Assignment 5: Statistics of Sequence Comparison

Your name:
Your email address:

Some cluster computer basics

Spend 5 minutes reading this introduction to the command-line interface. If you think something like this might be in your future, read the rest after class. 

If you are working on a windows machine, start a program called PuTTY.  In the "Host" field, type xanadu-submit-ext.cam.uchc.edu

In the "Username" field, type your username mcb3421usrXX, where XX is a number assigned to you. (Go to the class notebook, behind the name of your personal section is an _#. this is your number.  If your number is 1, do not use a leading 0.  Your username would be mcb3421usr1.)
Login. It will ask you to accept a new host key. Now enter the password _______ (the password is in the notebook under today's summary and goals section).  Hit return. <Note the terminal will not echo the keystrokes you make to enter the password.>

The window with a black background that opens on your screen is the command-line window.

In the window with a black background, you will see a flashing cursor. Stuff you type appears at the cursor position.

If you are working on a Mac, find the terminal application (Termianl.app).  By default is located in the Applications folder, in a subfolder utilitites (/System/Applications/Utilities/Terminal.app).  The easiest might be to search for Terminal.app in the finder or in spotlight. 
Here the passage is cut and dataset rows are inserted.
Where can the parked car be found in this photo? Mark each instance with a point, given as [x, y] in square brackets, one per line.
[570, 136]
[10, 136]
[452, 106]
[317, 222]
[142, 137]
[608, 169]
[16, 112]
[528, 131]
Double click the Terminal application icon.  In the window that opens, type

ssh mcb3421usrXX@xanadu-submit-ext.cam.uchc.edu
where XX is a number assigned to you. (Go to the class notebook, behind the name of your personal section is an _#. this is your number.  If your number is 1, do not use a leading 0.  Your username would be mcb3421usr1.)
It will ask you to accept a new host key, type yes <return>  [<return> means hit the return key.]
Now enter the password _______ (the password is in the notebook under today's summary and goals section).  Hit return. <Note the terminal will not echo the keystrokes you make to enter the password.>

It is important to know a little bit about the structure of the cluster.  When you log into the cluster, you are at the head node.  Everything you execute will run on the head node.  You never ever should run anything that needs computational resources on the head node.  To actually run programs or execute comand such as blast, you should have moved to a compute node!
You can read more about the xanadu cluster here.

To move from the login node to run an interactive session (you should never, ever run things on this node) to a compute node,  type
srun --pty -p mcbstudent --qos=mcbstudent --mem=2G bash

and then hit the return or enter key. This takes you to a "compute" node.
If the cluster is busy, and the queue you select is busy, the amove to  compute node can take several minutes.

Now type qstat
This command shows the job-ID of your session.

Type ls
This gives you a directory (or folder) listing. There may be nothing to see (yet). Type mkdir lab5
This command stands for "make directory". Now type ls
again. You should see your newly-created directory. Type pwd
This stands for "print working directory". This forward-slash (/) separated "path" is a shorthand for the directory you are currently in.
Type cd lab5  (cd ..  would move you back up to your home directory)
Now type pwd again. You have moved into the lab5 directory.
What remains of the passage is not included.